Run smartctl -a /dev/sda and examine the output. Are there any errors? You can just post the results of each drive and we will examine and tell you the things to identify. This data can tell you if you have a SATA cable issue, look at UDMA_CRC_ERRORS RAW value. This value will never decrease, it lives forever with the drive so note the value if it is greater than zero. If the value increments, replace the SATA cable for that drive. Does the value continue to increase? If yes, plug that drive into a different SATA port, does it still increased. You get the idea. Isolate the issue.
If you have not already done so recently, run a Smart Long Test on each of the drives. You may want to only run a few drives at a time, that is up to you. Once each drive has completed the extended test, do step 3 again.
Look at the Drive Troubleshooting Flowcharts link in my signature. It has a great deal of information to help you out.

This should be enough to keep you busy for a while.

Something else you can do is run a Scrub. Then zpool status -v and you know what, read the flowcharts…

etorix · May 10, 2025, 10:48am

That’s where the problem begins… It is actually very easy to bend or tear off the SATA connectors from the N1 backplane.

TheLynchMob · May 10, 2025, 1:59pm

Thanks for the suggestions.
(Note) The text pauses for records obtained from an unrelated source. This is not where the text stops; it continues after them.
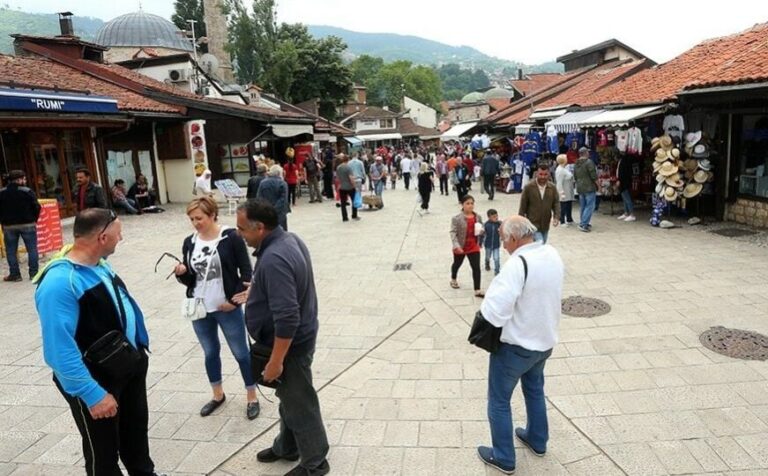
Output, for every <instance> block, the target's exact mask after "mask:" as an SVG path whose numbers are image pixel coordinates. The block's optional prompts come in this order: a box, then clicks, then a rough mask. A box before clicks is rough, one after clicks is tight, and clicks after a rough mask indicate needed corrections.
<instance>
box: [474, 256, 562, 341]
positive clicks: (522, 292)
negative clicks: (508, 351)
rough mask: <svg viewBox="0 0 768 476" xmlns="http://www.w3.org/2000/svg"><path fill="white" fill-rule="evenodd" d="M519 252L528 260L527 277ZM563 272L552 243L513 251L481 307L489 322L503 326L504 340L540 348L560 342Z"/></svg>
mask: <svg viewBox="0 0 768 476" xmlns="http://www.w3.org/2000/svg"><path fill="white" fill-rule="evenodd" d="M519 256H523V257H525V260H526V262H527V263H528V279H527V280H526V279H525V270H524V268H523V262H522V260H521V259H520V258H519ZM564 274H565V270H564V266H563V261H562V259H560V254H559V253H558V252H557V250H556V249H555V248H554V247H552V246H551V245H543V244H541V243H540V242H534V243H531V244H528V245H525V246H522V247H521V248H519V249H517V250H516V251H515V252H514V253H513V254H512V256H511V257H510V259H509V260H507V262H506V263H504V266H503V267H502V269H501V272H500V273H499V275H498V276H496V278H494V280H493V281H492V282H491V285H490V287H489V288H488V291H487V292H486V293H485V299H484V300H483V304H482V306H481V307H480V310H481V311H482V313H483V316H484V317H485V319H486V320H487V321H488V322H490V323H491V324H493V325H494V326H496V327H502V330H501V341H502V342H504V343H507V344H512V345H519V346H520V347H523V348H525V349H528V350H535V351H539V352H544V351H547V350H549V349H551V348H553V347H554V346H555V344H557V341H558V324H559V323H560V306H561V303H560V300H561V298H562V294H563V277H564Z"/></svg>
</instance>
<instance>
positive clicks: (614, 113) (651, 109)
mask: <svg viewBox="0 0 768 476" xmlns="http://www.w3.org/2000/svg"><path fill="white" fill-rule="evenodd" d="M663 112H664V106H647V107H634V108H631V109H613V110H610V111H604V112H603V113H601V114H598V115H596V116H592V117H590V118H589V119H586V120H584V121H582V123H581V125H582V126H583V127H603V126H626V125H627V124H628V123H629V121H633V120H635V119H642V118H644V117H648V116H655V115H656V114H661V113H663Z"/></svg>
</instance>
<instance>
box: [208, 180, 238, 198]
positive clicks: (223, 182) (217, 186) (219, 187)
mask: <svg viewBox="0 0 768 476" xmlns="http://www.w3.org/2000/svg"><path fill="white" fill-rule="evenodd" d="M213 183H214V185H216V188H218V189H219V190H220V191H221V193H223V194H224V196H225V197H226V198H236V197H244V196H245V192H243V189H241V188H240V185H238V184H237V182H235V181H234V180H232V179H223V180H216V181H215V182H213Z"/></svg>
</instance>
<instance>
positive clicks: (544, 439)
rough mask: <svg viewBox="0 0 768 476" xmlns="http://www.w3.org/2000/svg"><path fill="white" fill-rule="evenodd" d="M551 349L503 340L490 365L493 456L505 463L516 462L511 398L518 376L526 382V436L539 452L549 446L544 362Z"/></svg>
mask: <svg viewBox="0 0 768 476" xmlns="http://www.w3.org/2000/svg"><path fill="white" fill-rule="evenodd" d="M550 355H552V350H551V349H550V350H548V351H546V352H537V351H534V350H527V349H524V348H522V347H520V346H517V345H510V344H505V343H503V342H502V343H501V346H500V347H499V350H497V351H496V353H494V354H491V359H490V363H489V365H488V422H489V423H490V425H491V440H492V442H493V456H494V458H496V459H497V460H498V461H499V463H501V464H503V465H504V466H512V467H514V466H515V443H514V441H513V439H512V435H513V429H514V427H513V422H512V408H511V406H510V401H511V399H512V392H513V391H514V390H515V387H516V386H517V382H518V380H519V381H520V382H521V383H522V386H523V397H524V398H525V411H526V414H527V416H528V423H527V424H526V427H525V433H526V440H527V441H528V442H529V443H530V445H531V446H533V448H534V449H536V451H538V452H544V451H546V449H547V441H548V440H549V423H548V421H547V402H546V400H545V398H544V365H545V364H546V362H547V359H548V358H549V356H550Z"/></svg>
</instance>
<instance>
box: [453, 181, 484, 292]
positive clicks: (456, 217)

I had been reading that RAM might be the issue, some said it could be while others said it couldn’t…so I just changed it with some other I have and ran a scrub. 100% good now!

winnielinnie · May 10, 2025, 2:01pm

I’m surprised that your system didn’t crash with such bad RAM that results in 30,000+ checksum errors.

TheLynchMob · May 10, 2025, 2:16pm

Me too, that’s why I didn’t think RAM. It’s the 3rd set of Corsair memory in the last few months that I’ve had be bad…NEVER again with them.

joeschmuck · May 10, 2025, 4:53pm

Glad it seems to be working but did you run any diagnostic test?

TheLynchMob · May 10, 2025, 6:43pm

Just a scrub, which always found errors the whole run. I will test the old RAM thoroughly when I get to my computer shop Monday to make 100% sure.

joeschmuck · May 10, 2025, 11:43pm

Yup, you really should run those two main tests, Memtest86+ and a CPU Stress Test like Prime95 or similar. A scrub only validated the data on the drive is what it thinks it should be. You may need to check to see if your data is actually good. It could have become corrupt before writing to the pool while it was waiting in RAM.

Hopefully anyone thinking about building a NAS will read this thread and realize that we are not recommending these diagnostic tests for the heck of it. There is a real reason and need. You must have solid stable hardware, if not then your data is not safe from corruption at all.

Okedokey · May 11, 2025, 12:49am

Agreed. The memory controller is on the CPU so if that is faulty you’ll keep getting RAM related issues.